Words wherever you look

Words in the public domain: an example of ancient Roman electoral grafitti from Pompeii

There are so many ways to read nowadays, so many books, so easy to buy them, that one can keep on reading regardless of where they are or what they do. I know people who listen to audio books even while they work. Some listen to a book being read while on a run, or during a gym workout. Not to mention all Kindle users thanks to whom books have reached the most unusual places, saunas, pools, gliders, and, in the case of the Oasis 2, even underwater. Thanks to digital technology, the e-book and the audiobook, there’s no place or context where reading can’t be done. A woman reportedly was reading a Kindle book while she was giving birth.

But the innovation and accessibility of digital technology is not ultimately to credit for the ubiquity of reading and of the book. After all, more pens doesn’t make more writers, and better nibs doesn’t improve one’s handwriting.

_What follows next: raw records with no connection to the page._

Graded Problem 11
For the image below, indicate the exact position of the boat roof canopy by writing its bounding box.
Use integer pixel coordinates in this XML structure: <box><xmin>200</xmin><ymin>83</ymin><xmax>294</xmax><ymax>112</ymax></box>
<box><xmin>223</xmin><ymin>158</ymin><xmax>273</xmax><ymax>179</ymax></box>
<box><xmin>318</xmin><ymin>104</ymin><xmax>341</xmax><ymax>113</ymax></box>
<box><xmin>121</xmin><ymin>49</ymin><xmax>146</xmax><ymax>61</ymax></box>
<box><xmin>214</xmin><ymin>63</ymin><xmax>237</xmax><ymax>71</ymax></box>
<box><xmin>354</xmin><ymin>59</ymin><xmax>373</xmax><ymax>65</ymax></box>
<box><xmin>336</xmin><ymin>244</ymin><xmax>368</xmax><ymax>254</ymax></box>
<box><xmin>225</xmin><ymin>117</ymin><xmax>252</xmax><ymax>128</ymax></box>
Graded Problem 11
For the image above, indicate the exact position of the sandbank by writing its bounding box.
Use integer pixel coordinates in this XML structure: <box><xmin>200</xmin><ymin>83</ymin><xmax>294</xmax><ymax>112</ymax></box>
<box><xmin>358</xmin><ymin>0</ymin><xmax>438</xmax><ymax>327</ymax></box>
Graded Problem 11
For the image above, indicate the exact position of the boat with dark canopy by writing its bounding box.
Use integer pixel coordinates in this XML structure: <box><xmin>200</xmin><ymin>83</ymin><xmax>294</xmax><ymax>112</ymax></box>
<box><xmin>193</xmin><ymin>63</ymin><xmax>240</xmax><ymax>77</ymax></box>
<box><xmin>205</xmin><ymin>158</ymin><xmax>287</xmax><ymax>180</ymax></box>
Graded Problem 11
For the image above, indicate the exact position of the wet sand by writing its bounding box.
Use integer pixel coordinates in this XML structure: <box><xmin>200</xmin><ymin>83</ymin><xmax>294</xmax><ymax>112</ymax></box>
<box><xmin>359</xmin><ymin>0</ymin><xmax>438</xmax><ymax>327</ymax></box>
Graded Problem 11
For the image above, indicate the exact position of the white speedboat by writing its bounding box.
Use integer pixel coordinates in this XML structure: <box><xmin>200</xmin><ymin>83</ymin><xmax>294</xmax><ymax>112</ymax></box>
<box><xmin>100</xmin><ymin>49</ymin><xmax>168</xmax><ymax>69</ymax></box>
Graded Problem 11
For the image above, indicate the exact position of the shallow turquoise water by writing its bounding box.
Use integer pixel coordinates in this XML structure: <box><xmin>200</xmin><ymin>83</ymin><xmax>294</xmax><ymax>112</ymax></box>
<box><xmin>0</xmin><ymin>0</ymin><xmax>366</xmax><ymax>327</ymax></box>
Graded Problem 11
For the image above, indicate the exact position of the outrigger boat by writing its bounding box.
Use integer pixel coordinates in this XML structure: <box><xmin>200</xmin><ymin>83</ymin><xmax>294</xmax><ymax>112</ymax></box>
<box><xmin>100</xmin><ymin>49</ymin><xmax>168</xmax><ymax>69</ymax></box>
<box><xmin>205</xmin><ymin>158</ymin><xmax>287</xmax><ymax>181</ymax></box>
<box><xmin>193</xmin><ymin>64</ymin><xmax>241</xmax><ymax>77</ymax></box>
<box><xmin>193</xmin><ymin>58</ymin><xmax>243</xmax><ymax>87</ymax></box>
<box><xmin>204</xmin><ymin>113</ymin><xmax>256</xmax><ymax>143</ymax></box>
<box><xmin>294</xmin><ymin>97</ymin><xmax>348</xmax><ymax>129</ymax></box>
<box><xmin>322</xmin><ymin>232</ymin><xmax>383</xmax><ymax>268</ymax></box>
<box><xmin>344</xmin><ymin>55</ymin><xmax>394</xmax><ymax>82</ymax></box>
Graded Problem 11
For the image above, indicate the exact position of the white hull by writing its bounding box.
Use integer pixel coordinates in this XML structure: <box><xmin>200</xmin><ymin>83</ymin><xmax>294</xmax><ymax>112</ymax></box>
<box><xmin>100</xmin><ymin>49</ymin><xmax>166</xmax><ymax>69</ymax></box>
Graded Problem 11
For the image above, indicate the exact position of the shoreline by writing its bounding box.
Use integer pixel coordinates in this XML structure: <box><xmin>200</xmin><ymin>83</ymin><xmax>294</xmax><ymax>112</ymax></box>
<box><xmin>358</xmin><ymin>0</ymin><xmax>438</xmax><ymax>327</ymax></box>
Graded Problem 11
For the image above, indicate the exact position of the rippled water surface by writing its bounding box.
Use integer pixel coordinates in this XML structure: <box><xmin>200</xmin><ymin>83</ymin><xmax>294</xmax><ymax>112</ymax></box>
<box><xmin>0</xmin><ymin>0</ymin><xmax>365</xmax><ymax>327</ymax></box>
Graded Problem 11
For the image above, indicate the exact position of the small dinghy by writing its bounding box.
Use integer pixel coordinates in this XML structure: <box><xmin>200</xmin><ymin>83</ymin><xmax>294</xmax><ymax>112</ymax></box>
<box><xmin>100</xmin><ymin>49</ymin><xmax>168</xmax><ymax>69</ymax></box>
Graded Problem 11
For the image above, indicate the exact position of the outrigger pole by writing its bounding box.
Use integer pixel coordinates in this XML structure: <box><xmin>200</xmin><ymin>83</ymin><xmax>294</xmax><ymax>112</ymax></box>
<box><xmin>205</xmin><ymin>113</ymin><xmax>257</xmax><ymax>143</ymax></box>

What digital technology did was to capitalise on an existing state of hyperliteracy in the West and to bring it to a point of consummation. The structuralists and post-structuralists of the 60s and 70s were already warning that we live in a logocentric age, and they didn’t necessarily think of logos as a spoken word, like the ancients did. But nearly everyone recognised the centrality of the written word, of text. With print and advertising, we have for a long time been surrounded by letters and words. Long before the advent of the Internet, we had been covering ourselves with text. Our bodies weren’t spared either. Just look around. There are words on mugs, words on apparel, framed words and quotes hanging from walls. Text, not love, is all around. And where are we in all this? We, the readers, we the devourers of printed words, the hosts and carriers of their meaning and meaninglessness, we the Kindle holders, the Audible subscribers, the bookshop visitors, the graffiti painters, we the words.